Heroin Use Increased in U.S. Five-Fold In Last Decade, Addiction Disorders Tripled
New findings published last week in the Journal of American Medical Association Psychiatry revealed that heroin use and disorders related to heroin increased significantly since 2001. Whites and under-educated low-income males are among the hardest hit.
Dr. Silvia Martins, lead author, Mailman School of Public Health at Columbia University:
“The most significant finding is the fact that heroin use increased in individuals of all race/ethnicities, all social class strata, and of all levels of education. Even though increases were larger among whites, males, less-educated, we shouldn’t dismiss the fact that it increased among all those 18 and older.”
The study, which was supported by the National Institute on Drug Abuse, found that heroin use in the U.S. increased five-fold over the last decade, and heroin addiction diagnoses rose three-fold.
Heroin use disorders climbed more among whites, aged 18-44 than among older and non-white adults. Also, from 2001-2002 to 2012-2013 use of heroin increased from .33% to 1.6%, and heroin-related disorders increased from .03% to .21%.
What Abut Women?
“We speculate that men may have been affected more than women by economic stressors and thus turned to heroin use (i.e. unemployed, loss of manual labor jobs — in which there are more men than women typically). However, it is important to point out that use also increased in women.”
Indeed, according to the American Society of Addiction Medicine, women are more likely to have chronic pain, be prescribed prescription painkillers, and be given higher dosages and for a longer duration than men.
These trends may also exacerbate the fact that women may be more vulnerable to painkiller dependency than men.

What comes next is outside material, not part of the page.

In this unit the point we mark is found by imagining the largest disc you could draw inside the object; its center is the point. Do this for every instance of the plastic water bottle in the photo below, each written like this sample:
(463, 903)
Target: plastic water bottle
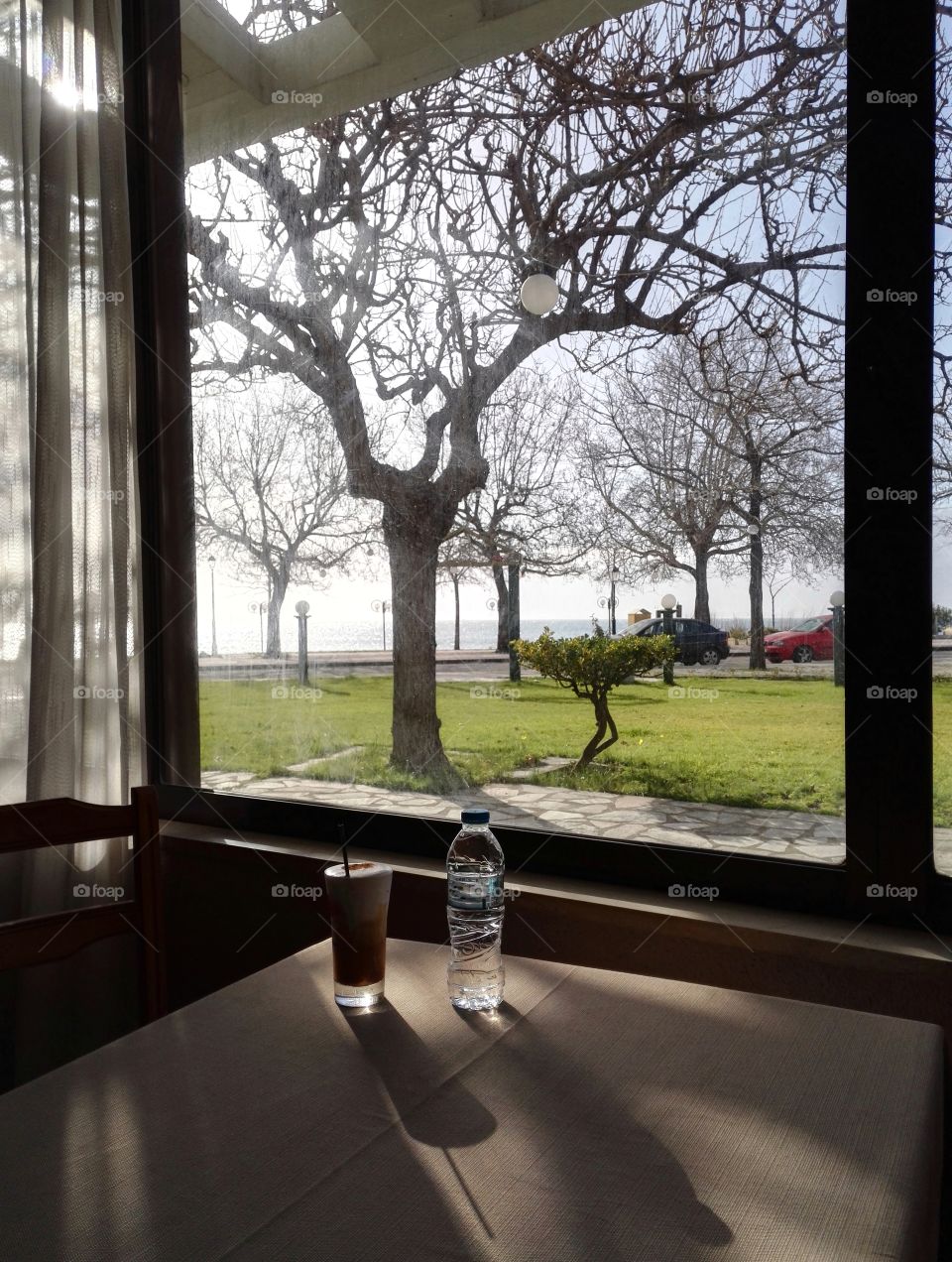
(474, 878)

Around 48,000 women died of overdoses related to prescription opioids between 1999-2010.
What Is This Happening?
Martins says that there a few identifiable factors that led to the findings. One, heroin use and related disorders have increased in response to the prescription opioid epidemic.
That is, people are misusing prescription drugs or becoming addicted, and turn to street drugs when they can no longer obtain their drug of choice, or it becomes too expensive.
Moreover, illicit heroin is cheaper than buying prescription drugs on the black market, and the price of heroin use per gram also decreased in the last few years. And finally, illicit heroin markets have expanded in the U.S., as drug cartels likely saw this coming as prescriptions for painkillers began to climb.
More than one-third of white heroin users used prescription opioids for non-medical purposes in 2001-2002. However, more recently over half of white heroin users reported misusing painkillers before initiating heroin use. In fact, according to the CDC’s most recent estimates, as many as 4 in 5 new heroin users of any race/class/age say they began their habit after first becoming addicted to prescription opioids.
Of note, heroin use and disorders related to heroin rose more between 2012-213 among single individuals than married adults and was also significantly higher for whites in the same period (1.9% versus 1.1% for non-white.)
“I hope families learn that it is important to overcome stigma, seek treatment for a family member that has a heroin use disorder, and that treatment and prevention strategies to prevent progression from use to addiction are available, she said. They need to know that they can seek medication–assisted treatment when a family member has a heroin addiction.”
Martins also stressed that family members should not give unused prescription opioids to other family members, because “…one of the most common forms of prescription opioid diversion and misuse happens when family members share their prescribed medication with others. They also should know there is a strong association between prescription opioid misuse and later heroin use.”
The Big Picture On the Opioid Epidemic
More than 33,000 individuals lost their lives in 2015 (the latest year available) due to a fatal overdose of illicit or legal prescription opiates or opioids.
These include street drugs such as heroin and fentanyl (nearly 13,000 overdose deaths) and prescription medication such as oxycodone (more than 20,100 overdose deaths.) Also, number are expected to rise in 2016.
While an estimated two million U.S. residents are currently addicted to prescription painkillers, the National Institute on Drug Abuse states than in 2012, 669,000 persons over age 12 used heroin in the past year. The overdose death rate from opioids in 2008 was nearly four times that of 1999.
Contributing to the deaths by heroin and prescription drugs is the continued presence of synthetic opioids such as fentanyl – a drug that is as much as 100 times the potency of morphine. Additionally, many deaths have been associated with other drug combinations that include opioids, such as those containing benzodiazepines, other central nervous system depressants, cocaine, and even methamphetamine.